We have analyzed additional brain populations using genomic tools, and found a novel subset of astrocytes that appears with the disease, with signature that partially overlaps with the unique subset of microglia in the disease (4). We are currently testing how this subset is influenced by the treatment.
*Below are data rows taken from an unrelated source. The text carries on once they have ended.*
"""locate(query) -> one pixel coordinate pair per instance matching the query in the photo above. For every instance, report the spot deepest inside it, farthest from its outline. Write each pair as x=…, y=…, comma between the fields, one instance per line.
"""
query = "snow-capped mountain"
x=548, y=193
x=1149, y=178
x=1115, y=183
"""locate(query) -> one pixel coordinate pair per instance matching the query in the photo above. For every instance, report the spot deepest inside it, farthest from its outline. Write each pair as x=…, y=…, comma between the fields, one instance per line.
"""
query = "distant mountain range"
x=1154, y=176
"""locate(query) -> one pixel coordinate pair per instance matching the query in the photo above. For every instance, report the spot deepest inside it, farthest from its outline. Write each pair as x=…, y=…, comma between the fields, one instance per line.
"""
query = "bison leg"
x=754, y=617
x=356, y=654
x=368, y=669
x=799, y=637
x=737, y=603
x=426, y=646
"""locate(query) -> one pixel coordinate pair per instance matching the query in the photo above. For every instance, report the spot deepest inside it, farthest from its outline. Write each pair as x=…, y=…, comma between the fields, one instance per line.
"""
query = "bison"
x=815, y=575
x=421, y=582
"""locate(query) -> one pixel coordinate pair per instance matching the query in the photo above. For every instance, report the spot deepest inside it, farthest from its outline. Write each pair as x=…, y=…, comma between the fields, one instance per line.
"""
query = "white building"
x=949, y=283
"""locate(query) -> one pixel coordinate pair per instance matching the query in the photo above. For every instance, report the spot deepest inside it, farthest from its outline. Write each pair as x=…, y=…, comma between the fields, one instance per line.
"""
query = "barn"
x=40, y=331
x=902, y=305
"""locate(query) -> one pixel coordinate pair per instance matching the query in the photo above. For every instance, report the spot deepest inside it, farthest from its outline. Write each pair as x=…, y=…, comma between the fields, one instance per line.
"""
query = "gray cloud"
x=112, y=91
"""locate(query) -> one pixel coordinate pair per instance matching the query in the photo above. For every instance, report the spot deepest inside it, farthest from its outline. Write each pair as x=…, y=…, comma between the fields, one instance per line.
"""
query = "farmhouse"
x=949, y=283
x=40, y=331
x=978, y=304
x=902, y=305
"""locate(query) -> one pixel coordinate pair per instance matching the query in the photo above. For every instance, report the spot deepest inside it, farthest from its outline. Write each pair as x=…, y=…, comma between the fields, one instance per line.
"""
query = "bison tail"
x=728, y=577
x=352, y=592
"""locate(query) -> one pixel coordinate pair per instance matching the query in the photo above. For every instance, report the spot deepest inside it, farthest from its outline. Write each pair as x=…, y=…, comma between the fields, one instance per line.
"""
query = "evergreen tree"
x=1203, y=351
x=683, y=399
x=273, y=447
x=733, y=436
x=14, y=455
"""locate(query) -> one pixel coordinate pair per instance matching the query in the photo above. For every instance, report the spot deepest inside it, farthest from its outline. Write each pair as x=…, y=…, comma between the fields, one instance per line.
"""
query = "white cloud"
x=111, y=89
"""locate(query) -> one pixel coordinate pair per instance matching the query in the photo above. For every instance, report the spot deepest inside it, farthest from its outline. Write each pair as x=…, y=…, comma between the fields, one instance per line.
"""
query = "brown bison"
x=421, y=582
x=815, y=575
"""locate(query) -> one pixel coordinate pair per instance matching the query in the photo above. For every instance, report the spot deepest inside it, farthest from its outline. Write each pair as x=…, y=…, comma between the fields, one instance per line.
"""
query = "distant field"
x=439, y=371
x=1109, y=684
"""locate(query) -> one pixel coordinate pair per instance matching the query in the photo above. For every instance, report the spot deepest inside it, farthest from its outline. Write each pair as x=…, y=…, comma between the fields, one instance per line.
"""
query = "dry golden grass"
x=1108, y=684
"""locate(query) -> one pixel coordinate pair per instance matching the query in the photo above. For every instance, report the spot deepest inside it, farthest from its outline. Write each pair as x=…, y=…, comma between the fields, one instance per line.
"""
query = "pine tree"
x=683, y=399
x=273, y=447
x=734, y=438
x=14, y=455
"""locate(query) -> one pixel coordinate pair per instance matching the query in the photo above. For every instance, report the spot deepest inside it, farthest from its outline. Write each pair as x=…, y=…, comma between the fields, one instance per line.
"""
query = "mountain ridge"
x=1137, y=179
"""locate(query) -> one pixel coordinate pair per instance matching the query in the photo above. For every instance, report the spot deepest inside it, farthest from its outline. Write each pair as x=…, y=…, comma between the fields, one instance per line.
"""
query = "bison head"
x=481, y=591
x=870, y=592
C1. Determine the effect of PD-1/PD-L1 blockade on the dynamics of the systemic immune response
Using CytOF, we were able to show that PD-L1 blockade boosts the level of CCR2+ monocytes in the blood (2).
References
1. Rosenzweig N, Dvir-Szternfeld R, Tsitsou-Kampeli A, Keren-Shaul H, Ben-Yehuda H, Weill-Raynal P, Cahalon L, Kertser A, Baruch K, Amit I, Weiner A, Schwartz M. 2019. PD-1/PD-L1 checkpoint blockade harnesses monocyte-derived macrophages to combat cognitive impairment in a tauopathy mouse model. Nat Commun 10: 465
2. Ben-Yehuda H, Arad M, Peralta Ramos JM, Castellani G, Ferrera S, Schwartz M. 2020. PD-L1 blockade immunotherapy for treatment of tauopathies is CCL2 dependent. in preparation
3. Arad M, Ben-Yehuda H, Peralta Ramos JM, Castellani G, Ferrera S, Schwartz M. 2020. IFN-γ signaling at the brain’s choroid plexus epithelium is pivotal in Alzheimer’s disease PD-L1 immunotherapy. in preparation
4. Habib N, McCabe C, Medina S, Varshavsky M, Kitsberg D, Dvir-Szternfeld R, Green G, Dionne D, Nguyen L, Marshall JL, Chen F, Zhang F, Kaplan T, Regev A, Schwartz M. 2020. Disease-associated astrocytes in Alzheimer’s disease. Nat Neurosci Submitted
We expect that our studies will accomplish all their original objectives. In addition, we expect to attain human data that support boosting systemic immunity to help the brain resist AD and dementia; we have preliminary results showing that patients exhibit a state of immune suppression that interferes with their ability to cope with the disease.